かぶとむし日記

映画、音楽、本の感想を中心に日記を更新しています。

樋口真嗣監督『日本沈没』

日本沈没 スタンダード・エディション [ 草ナギ剛 ]
1970年代のはじめに、ぼくは小さな本屋さんにつとめていました。その本屋さんに平積みされた小松左京作『日本沈没上下』(カッパ・ブックス版)は、補充しても補充しても、1日で飛ぶように売れていきました。自分でも、さっそく読んでみました。時代の空気もあって、おもしろかったような気がします。細かなところは忘れていますが。

あとで映画化された森谷司郎監督の『日本沈没』も見にいきました。特撮がたのしく、鎌倉の大仏が沈んでいく様子などをちょっと覚えています。しかし、ほかの記憶はありません。ともかく『日本沈没』や『ノストラダムスの大予言』が大ヒットしていた時代のお話でございます。
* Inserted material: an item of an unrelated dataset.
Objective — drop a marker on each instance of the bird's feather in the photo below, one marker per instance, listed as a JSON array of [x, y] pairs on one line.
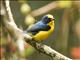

今回はそのリメイク版ということで、やはりこの手のものは登場人物がどう描かれているかなどということより、一にも二にもお目当ては特撮であり、わたしたちの日本が、どのように沈没してしまうのか、それを想像すると、胸がわくわくしてきます(不謹慎といえば不謹慎ですが、まあそういわないで。これは映画です)。実際京都や奈良が壊れていく予告編を見ていると、ドキドキするような興奮を感じました。

で、今日見てきました。感想は、ロード・ショーのさなかなので、厳しい批評は控えますが、予想を遥かに下回りました(笑)。期待の日本沈没シーンは、映画のメインではなく、驚いたことに、登場する人物たちの恋愛、家族愛などが長々と描かれているのです。それも、使い古されたパターンそのままに。これからご覧になる方は、「日本沈没シーン」に過度な期待を寄せない方がよいとおもいます。

先に、名作『ポセイドン・アドベンチャー』のリメイク版『ポセイドン』は、パニック映画のおきまりである人間関係を淡白に描いて、映画の醍醐味を特撮にしぼっておもしろくしていた、と感想を書きましたが、リメイク版『日本沈没』は、これでもかこれでもかという執拗さで、恋愛・人間愛の感動を押しつけてきます。